Red Bull has been beaten up many times over. In 2009, Red Bull exported from Austria was discoverd to contain trace amounts of cocaine. A 2008 study reported that drinking even one can of Red Bull had negative impact on blood coagulation and raised cardiovascular risks. The drink was even banned in France, Norway, and Denmark, although the bans have since been lifted in Norway and Denmark. Today, despite it all, Red Bull is the most popular energy drink in the world.
On the other hand, the list of brands that have been damaged a great deal by controversy is long. Tiger Woods. British Petroleum. Union Carbide. Gary Glitter. Certainly nothing good can come to any brand that destroy’s the environment (BP), kills people (Union Carbide), lies to people (Tiger Woods), and hurts children (Gary Glitter).
So when does controversy benefit the brand?

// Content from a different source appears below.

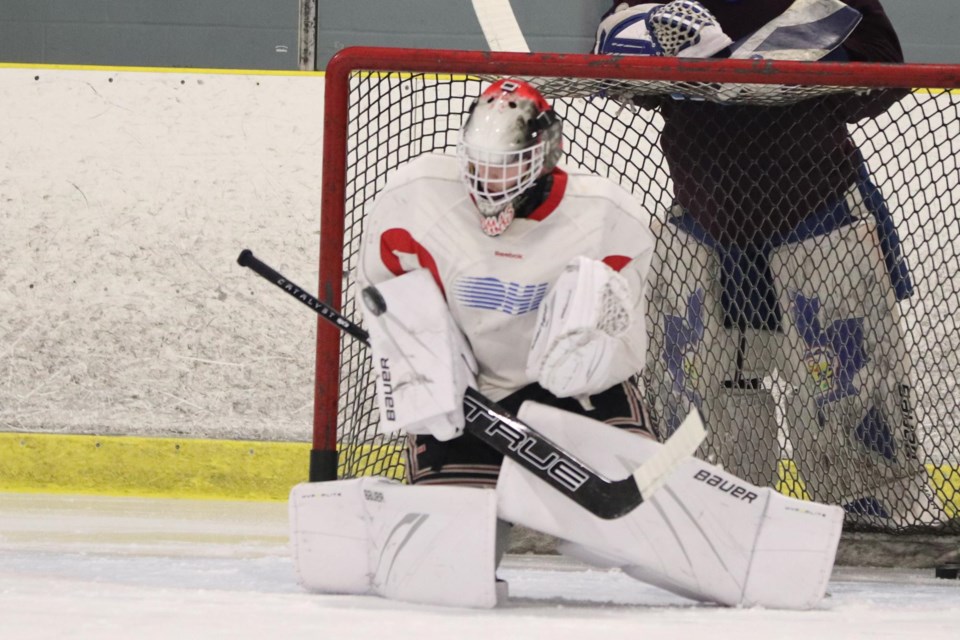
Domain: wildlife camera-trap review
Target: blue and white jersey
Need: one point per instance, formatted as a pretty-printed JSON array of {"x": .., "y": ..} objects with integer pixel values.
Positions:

1. When the controversy speaks to the brand’s image. Calvin Klein fashions are all about sex, so generating controversy over sexually-suggestive ads is perfectly in-line with the brand’s image. Red Bull is most popular with young, edgy consumers who thrive on danger. Controversy that positions Red Bull as dangerous is perfect for the brand’s image.
2. When the controversy doesn’t (directly) hurt anyone. The impact of hearing Dire Straits say “faggot” isn’t instantly measurable and is certainly up for debate. Viewing suggestive Calvin Klein ads might be detrimental to someone, but it is impossible to determine who and how. Red Bull has only been indirectly link to deaths such as a 2009 instance where a 21 year-old woman died after drinking four cans of Red Bull. But the drinks were mixed with alcohol, and it was later determined that she had a rare heart condition and epilepsy.
3. When the controversy is temporary. Soon we’ll all forget about “Money For Nothing” again. Calvin Klein ads will be taken down and new ones put up. Some future research will show that Red Bull is safe. For all of these brands, the controversies will come and go and come again. While controversy is good for each of these brands, it cannot be the only thing driving them forward. They can thrive on temporary controversy, but seldom can controversy form a brand’s primary directive.
Controversy, handled properly, can be a great thing for a brand. For the right brand at the right time, it can quickly help build brand identity, create excitement, raise awareness, and move product.